それからパーティーが近付くにつれ、スルスの皆は試作と試食を何度も繰り返し、俺はそのサポートを行った。

本社からヘルプで来てくれる調理師のおじさん二人にも、メニューはもちろん当日の流れを確認してもらっている。


スルスに三日置きほどのペースで足を運んでいると、廊下で九条さんと会うことが時々ある。

そういう時は、ほんの僅かな時間だが、その場でたわいない立ち話をするのだった。


一度、その場面に専務が出くわしたことがあったのだが。

また何か嫌味を言われるかと思いきや、彼は俺達から顔を背けると何も言わずに去っていった。

そんな彼の様子が妙に気になったが、忙しさでそのことはすぐに忘れ、気が付けば本番を二日後に控えていた。

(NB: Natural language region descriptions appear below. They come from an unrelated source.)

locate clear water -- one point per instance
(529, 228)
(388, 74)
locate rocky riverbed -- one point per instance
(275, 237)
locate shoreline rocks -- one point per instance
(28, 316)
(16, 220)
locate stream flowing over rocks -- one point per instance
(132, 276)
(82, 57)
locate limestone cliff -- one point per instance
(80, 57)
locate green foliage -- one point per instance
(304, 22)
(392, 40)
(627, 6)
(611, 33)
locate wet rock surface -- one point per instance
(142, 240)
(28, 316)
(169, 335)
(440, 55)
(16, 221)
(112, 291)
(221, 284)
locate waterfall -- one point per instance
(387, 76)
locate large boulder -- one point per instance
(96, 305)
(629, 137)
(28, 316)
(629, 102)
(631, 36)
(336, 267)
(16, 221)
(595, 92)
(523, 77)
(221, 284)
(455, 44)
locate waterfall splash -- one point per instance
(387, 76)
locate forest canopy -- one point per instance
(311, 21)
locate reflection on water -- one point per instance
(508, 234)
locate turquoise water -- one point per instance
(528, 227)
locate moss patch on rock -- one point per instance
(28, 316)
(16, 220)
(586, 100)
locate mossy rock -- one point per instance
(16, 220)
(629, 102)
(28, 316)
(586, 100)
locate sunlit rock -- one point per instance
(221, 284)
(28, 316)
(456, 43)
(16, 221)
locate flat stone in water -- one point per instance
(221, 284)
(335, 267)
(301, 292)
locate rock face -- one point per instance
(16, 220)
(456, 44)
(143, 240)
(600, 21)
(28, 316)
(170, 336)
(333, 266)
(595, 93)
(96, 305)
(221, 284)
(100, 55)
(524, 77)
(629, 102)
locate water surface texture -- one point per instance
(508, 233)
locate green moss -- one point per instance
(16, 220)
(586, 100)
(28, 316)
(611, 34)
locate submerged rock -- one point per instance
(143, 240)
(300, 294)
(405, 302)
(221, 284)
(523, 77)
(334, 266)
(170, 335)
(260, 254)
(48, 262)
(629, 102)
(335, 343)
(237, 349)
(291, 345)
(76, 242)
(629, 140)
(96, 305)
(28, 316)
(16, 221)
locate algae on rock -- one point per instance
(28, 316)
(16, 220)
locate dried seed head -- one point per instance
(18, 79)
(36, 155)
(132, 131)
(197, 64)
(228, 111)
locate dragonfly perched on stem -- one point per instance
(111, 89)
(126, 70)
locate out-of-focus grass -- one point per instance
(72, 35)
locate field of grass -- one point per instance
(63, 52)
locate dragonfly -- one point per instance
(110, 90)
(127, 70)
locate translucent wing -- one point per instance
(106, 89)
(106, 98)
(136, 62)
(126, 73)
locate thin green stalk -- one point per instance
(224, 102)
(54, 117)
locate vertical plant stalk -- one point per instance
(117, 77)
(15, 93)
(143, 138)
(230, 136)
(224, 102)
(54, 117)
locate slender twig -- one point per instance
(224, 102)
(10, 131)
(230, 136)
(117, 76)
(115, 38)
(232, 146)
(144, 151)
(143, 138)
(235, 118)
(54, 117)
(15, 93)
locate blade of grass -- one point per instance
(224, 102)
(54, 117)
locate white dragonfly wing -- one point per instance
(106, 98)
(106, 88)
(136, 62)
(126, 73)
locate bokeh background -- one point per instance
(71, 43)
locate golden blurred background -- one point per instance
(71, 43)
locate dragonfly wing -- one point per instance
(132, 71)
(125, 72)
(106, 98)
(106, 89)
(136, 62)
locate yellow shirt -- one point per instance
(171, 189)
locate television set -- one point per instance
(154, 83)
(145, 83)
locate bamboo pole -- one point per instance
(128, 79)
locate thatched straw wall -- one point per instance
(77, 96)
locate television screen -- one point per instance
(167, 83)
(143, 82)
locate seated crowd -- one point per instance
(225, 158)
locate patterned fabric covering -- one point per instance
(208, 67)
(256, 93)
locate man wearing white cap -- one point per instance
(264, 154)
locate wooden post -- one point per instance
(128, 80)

この日も様子を見に来ると、春井さんも入念に準備してくれているようだ。

……が、どうやらパーティーではなく通常のランチの材料が足りないらしい。

休憩中にその買い出しに向かった彼女が戻ってくるのを待っていたい気は山々だったが、俺も本社に戻らなければならない。



「じゃあ、俺はそろそろ行くから。春井さんによろしくね」

「はーい。お疲れ様です」

「雨降り出したから気をつけてね、椎名さん」



三人と挨拶を交わしスルスを後にした俺は、いつものようにエレベーターを待つ。

すると、いつかと同じく休憩コーナーの方から「椎名さん」と呼び止められた。